In August 2017, Myanmar’s military regime executed a campaign of killing, maiming, and sexual violence against the Rohingya, displacing more than 700,000 refugees to Bangladesh. Five years later, nearly 1 million Rohingya continue to live in dire conditions in the largest refugee settlement in the world.
Earlier this year, the U.S. government formally determined that the Myanmar military committed genocide and crimes against humanity against ethnic Rohingya Muslims. However, there continues to be inadequate funding for the refugee camps in Bangladesh, and Rohingya living there face frequent flooding and fires. Rohingya also remain one of the largest stateless populations in the world since the Myanmar government refuses to offer Rohingya citizenship, and they are without legal status in neighboring Bangladesh.
The speakers at the media briefing highlighted conditions of the refugee camps in Bangladesh, outlined ongoing challenges Rohingya face, and spoke about the need for holistic and actionable solutions to address the root causes of displacement for Rohingya.
The briefing was moderated by Wai Wai Nu, former political prisoner and founder and Executive Director of the Women’s Peace Network in Burma. Throughout the briefing, she raised the difficult conditions that Rohingya face. “The deteriorating living conditions in the camps leave people with no choice but to leave the country or the camps. People are losing hope in the refugee camps. There is a stronger need for the international community to have a more comprehensive response to the Rohingya crisis that address root causes and improve the immediate living conditions, security concerns in the refugee camps. Our speakers today actually has reminded us how important it is for the international community not to lose sight of Rohingya genocide, and [to step] up with the meaningful support,” said Wai Wai.
Wai Wai also spoke about the importance of including Rohingya voices. “Not having the voices of Rohingya at the center could cause misunderstanding and frustrations within the communities.” Wai Wai underscored that any decisions should include Rohingya themselves.
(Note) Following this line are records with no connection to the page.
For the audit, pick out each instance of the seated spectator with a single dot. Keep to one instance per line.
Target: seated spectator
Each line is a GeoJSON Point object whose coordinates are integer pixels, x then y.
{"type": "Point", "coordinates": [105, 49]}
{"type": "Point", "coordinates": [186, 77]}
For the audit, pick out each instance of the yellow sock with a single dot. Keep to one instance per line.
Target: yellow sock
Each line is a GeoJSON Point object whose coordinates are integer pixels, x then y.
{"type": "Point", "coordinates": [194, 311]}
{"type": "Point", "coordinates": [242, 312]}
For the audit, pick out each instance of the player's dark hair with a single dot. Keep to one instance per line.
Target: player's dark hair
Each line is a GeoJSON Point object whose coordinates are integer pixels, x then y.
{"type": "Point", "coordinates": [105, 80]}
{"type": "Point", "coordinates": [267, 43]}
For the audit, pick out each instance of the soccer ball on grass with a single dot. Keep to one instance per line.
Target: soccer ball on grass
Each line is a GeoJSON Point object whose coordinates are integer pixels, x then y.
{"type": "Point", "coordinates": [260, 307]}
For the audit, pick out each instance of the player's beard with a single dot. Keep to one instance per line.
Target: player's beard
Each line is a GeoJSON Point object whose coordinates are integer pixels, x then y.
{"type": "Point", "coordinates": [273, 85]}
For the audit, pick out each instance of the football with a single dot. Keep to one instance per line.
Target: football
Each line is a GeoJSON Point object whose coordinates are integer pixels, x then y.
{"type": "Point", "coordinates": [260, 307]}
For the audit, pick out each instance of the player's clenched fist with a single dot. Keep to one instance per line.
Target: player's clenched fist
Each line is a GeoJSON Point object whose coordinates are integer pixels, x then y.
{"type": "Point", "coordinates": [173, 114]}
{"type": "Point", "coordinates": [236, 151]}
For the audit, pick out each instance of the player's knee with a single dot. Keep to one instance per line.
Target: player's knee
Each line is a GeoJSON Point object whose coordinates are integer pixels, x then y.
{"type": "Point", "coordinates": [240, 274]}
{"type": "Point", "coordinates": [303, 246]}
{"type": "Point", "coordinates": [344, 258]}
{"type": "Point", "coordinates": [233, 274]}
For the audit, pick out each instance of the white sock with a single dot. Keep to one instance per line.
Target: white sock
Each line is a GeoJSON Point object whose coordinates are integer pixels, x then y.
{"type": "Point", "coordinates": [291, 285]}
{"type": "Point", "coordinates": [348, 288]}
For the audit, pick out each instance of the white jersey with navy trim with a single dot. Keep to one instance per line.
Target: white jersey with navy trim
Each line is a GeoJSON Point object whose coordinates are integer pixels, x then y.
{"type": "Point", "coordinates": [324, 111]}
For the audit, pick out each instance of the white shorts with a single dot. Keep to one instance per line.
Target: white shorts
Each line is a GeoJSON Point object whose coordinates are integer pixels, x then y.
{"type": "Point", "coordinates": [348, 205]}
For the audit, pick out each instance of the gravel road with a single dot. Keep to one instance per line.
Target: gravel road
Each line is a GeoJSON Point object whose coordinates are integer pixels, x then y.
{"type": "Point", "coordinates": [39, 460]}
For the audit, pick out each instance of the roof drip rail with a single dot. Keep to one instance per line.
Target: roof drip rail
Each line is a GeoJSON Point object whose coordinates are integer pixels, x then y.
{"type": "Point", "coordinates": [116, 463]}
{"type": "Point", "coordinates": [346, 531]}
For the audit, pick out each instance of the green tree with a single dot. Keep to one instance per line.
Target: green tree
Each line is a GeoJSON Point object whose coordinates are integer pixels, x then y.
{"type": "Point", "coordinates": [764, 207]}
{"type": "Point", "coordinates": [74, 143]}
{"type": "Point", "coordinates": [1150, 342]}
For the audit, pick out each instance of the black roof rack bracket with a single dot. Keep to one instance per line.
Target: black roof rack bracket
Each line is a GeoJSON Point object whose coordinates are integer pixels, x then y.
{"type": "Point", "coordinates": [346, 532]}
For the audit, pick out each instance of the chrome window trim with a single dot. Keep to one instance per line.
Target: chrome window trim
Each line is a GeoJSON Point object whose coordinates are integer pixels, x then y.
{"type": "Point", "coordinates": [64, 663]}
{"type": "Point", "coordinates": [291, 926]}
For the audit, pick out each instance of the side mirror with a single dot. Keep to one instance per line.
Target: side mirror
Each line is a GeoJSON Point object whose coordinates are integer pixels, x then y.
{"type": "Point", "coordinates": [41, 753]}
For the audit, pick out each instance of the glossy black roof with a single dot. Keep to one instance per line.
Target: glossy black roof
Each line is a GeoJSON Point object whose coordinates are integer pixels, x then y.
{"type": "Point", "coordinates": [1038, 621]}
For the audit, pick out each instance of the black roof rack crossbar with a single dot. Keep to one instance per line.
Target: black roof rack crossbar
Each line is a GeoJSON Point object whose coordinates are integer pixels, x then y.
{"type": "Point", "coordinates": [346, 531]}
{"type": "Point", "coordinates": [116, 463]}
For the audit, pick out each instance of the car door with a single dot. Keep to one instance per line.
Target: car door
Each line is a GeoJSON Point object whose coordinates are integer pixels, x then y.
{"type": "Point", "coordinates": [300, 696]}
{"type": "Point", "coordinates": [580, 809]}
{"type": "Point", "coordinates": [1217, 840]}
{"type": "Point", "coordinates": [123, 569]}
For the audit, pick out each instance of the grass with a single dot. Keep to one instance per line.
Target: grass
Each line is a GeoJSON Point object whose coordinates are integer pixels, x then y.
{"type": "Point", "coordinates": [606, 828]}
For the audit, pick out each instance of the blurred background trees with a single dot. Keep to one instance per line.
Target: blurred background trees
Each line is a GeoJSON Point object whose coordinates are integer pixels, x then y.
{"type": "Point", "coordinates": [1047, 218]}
Rohingya women activist Umme Salma, who lives in the Kutupalong refugee camps, talked about the importance of education. “Due to systematic marginalization, …continuously lack of quality education, and income hours, …Rohingya girls have been victimized by domestic violence and child marriage.” Umme said that in Myanmar they could be whatever they wanted after graduation. “But here in the camps, there is no hope, no choice” so parents are turning toward early child marriage. Lastly, Umme said that “We need formal education with the certificate. Education is a fundamental human right for every Rohingya child. It has been five years and we are not getting any opportunities for formal education.”
And Rohingya activist Khin Maung, who also lives in the Kutupalong refugee camps, spoke about the need for real solutions and to address the root cause of the refugee crisis. The international community talks about “gender-based violence always, but they did not make any mechanism [of] protection…we all have responsibility to find out a solution. …Bangladesh has provided a critical lifeline, but we don’t want to depend on the Bangladesh government forever. …There is much [that] Bangladesh can do, but they cannot provide the long-term solution that our people need. We must look to the root cause of the crisis in Myanmar. But we cannot return to a place where we will be forced to flee again. …We cannot return to a place where we have no citizenship. …Rohingya are treated as a foreigner in their own land,” said Khin Maung.
Refugees International Deputy Director for Africa, Asia, and the Middle East Daniel P. Sullivan also spoke about the need to address root causes and offered some solutions, like the BURMA Act which was introduced in 2021-2022. It is a “clear, direct sign to the military junta that the United States is serious about addressing root causes and also includes authorization of further humanitarian aid. …[Currently,] the humanitarian response in Bangladesh for the Rohingya is less than 25% funded, so there’s clearly a need for sustained and increased funding. …The most immediate thing that is available to address these, and that captures a lot of these issues, is the BURMA Act that is before the U.S. Senate.”
Wai Wai stated that the “BURMA Act has almost everything that we need, and that would allow the [Biden] administration to effectively support the Rohingya community in Burma and Bangladesh.”